Christopher Manson: Living with Diabetes in Moose Factory
March 9 — April 10 2016
Student Gallery, The Image Centre (formerly Ryerson Image Centre)
As the birthplace of insulin, Canada symbolizes the optimistic side of diabetes but also its continued presence in the world. The seventh leading cause of death in the country, costing up to $9 billion a year, diabetes has become a disabling and deadly disease for many. As with other Canadian First Nation reserves, Moose Factory’s semi-isolated Cree population has Type 2 diabetes at a rate of three to five times higher than the general population.
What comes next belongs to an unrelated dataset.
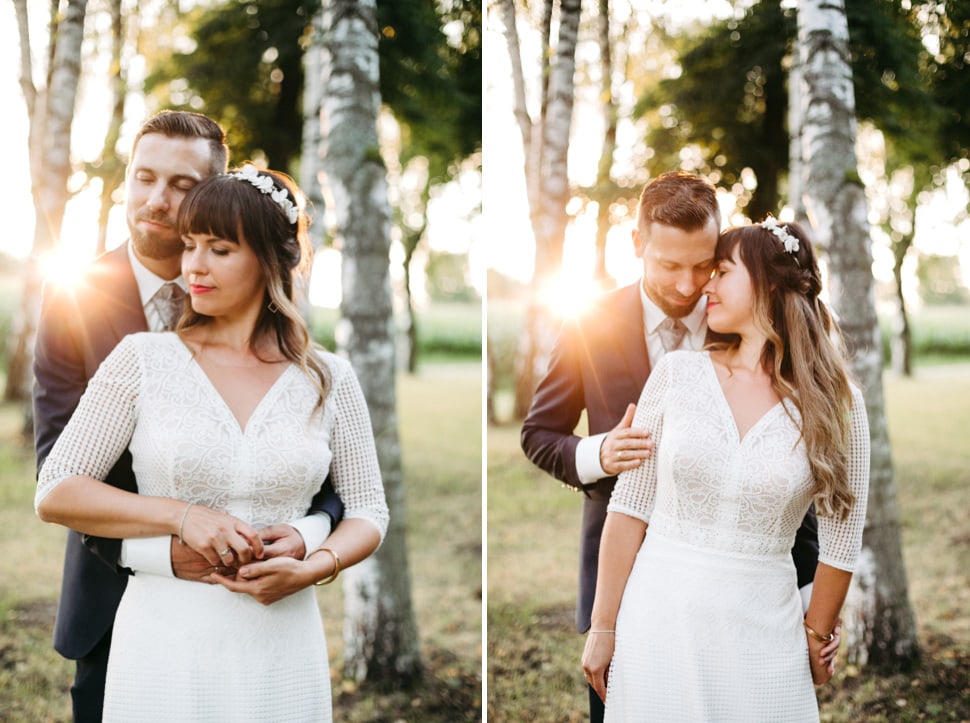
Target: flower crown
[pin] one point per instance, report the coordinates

Positioned just below the Arctic tundra line, surrounded by arctic water on the southern tip of James Bay (an inlet of the larger Hudson Bay), Moose Factory is an island community 850 km north of Toronto – around 200 km north of the nearest main highway. There is no road access to Moose Factory, to get there one must drive from to Cochrane, then catch a whistle stop train to Moosonee (a four to five hour trip), and finally board a helicopter or water taxi.
In 2012, Christopher Manson spent several months in Moose Factory learning about the challenges facing Type 2 diabetics in the region, where historical events and social determinants have given rise to high rates of the disease among the Moose Cree. His work extends the critical debate surrounding the distinct historical, geographical, biological and social factors affecting First Nation health in the remote northern regions of Canada.